Social Empowerment in Consumerism


“As consumers, we have control over how we interact and what we interact with. We decide if we want to participate, share, or ignore a brand, ad, or communication. […] Brands today have to be relevant, useful, and engaging to each individual. After all, the only story a consumer really cares about is the story of ‘me.’ It’s time to step back […] and think about the world that a consumer lives in and how the brand can help enhance it.” – Darren (Daz) McColl, Global Chief Brand Strategy Officer, SapientNitro @daz_mc

The theory of Social Empowerment states that, because of the flood of new content and products and ideas that are available, consumers can be more selective with the things they buy, watch, or listen to. This puts greater demands on all brands to deliver value in every piece of communication that truly enriches the lives of their consumers.

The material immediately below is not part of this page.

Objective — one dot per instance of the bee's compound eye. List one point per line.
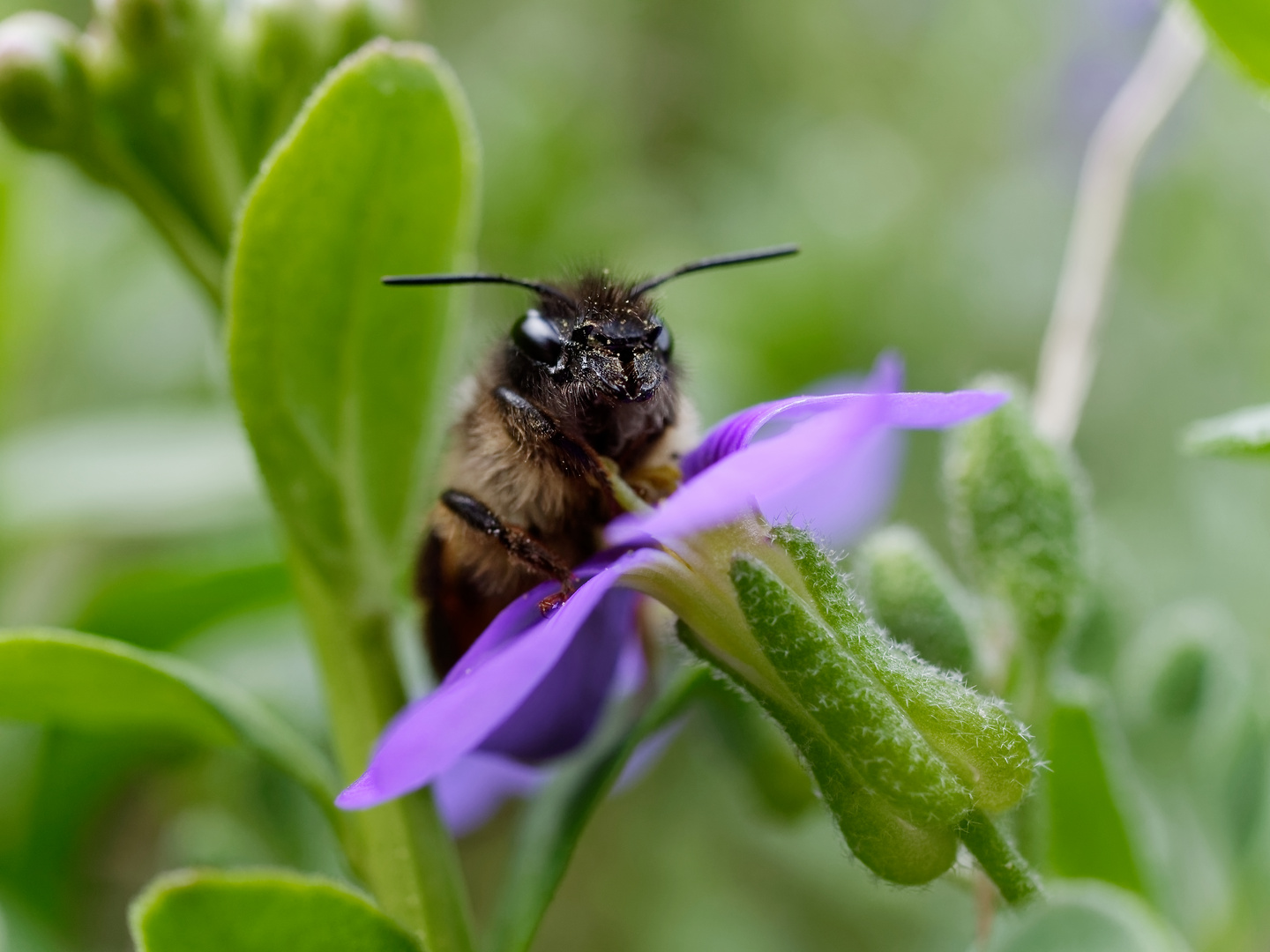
(664, 343)
(537, 338)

As music is the most powerful passion point across the globe, marketing with music is a sure-fire way to enhance consumers’ lives in a relevant, useful, and engaging manner. For example, Taco Bell launched its Feed The Beat program in 2006, which helps fans discover new bands online via an interactive platform, as well as support the indie artist community by feeding touring artists with $500 in Taco Bell gift cards. Sourcing custom music from real artists delivers that authentic value, in addition to the bonus of owning that sound outright, which companies like our client Coca-Cola often do to deepen listeners’ relationship with the brand.

Hyper-Personalized Marketing


“In 2016 and beyond, hyper-personalized marketing will win the day. Marketers must no longer think of audiences in terms of macro-level demographics (think: ‘males ages 18 to 35’), and instead switch to a truly personalized approach to attract and engage customers, and win their loyalty. […] As content becomes more personal and relevant, and the customer experiences more immersive, marketers can help guide prospects along the customer journey.” – Natalie Bush, VP of Customer Experiences Enablement, Harte Hanks @HarteHanks

Hyper-personalized messaging begins with a strong understanding of the consumer’s individual story, as well as a genuine desire to help the consumer tell that story herself. From awareness to advocacy, storytelling guides a consumer along the customer experience journey and music is the line that keeps her hooked throughout.

Have you sat down and seriously considered your brand’s music strategy? Music strategy is the process of applying music to branded content and storytelling platforms that span the customer journey. Mostly, music strategy helps provide consumers with an intimate experience beyond the core products and services. Music can be that hyper-personalized entry point to a consumer’s personal story.

Eat a few more donuts than your New Year’s resolution allowed, and skip the gym for some Netflix binging once in awhile. Just don’t skimp on these 5 important lessons from the industry’s leading execs, and make 2016 the year your brand maximizes the marketing power of music in its CX strategy.

Because 2017 is too far away to try again next year.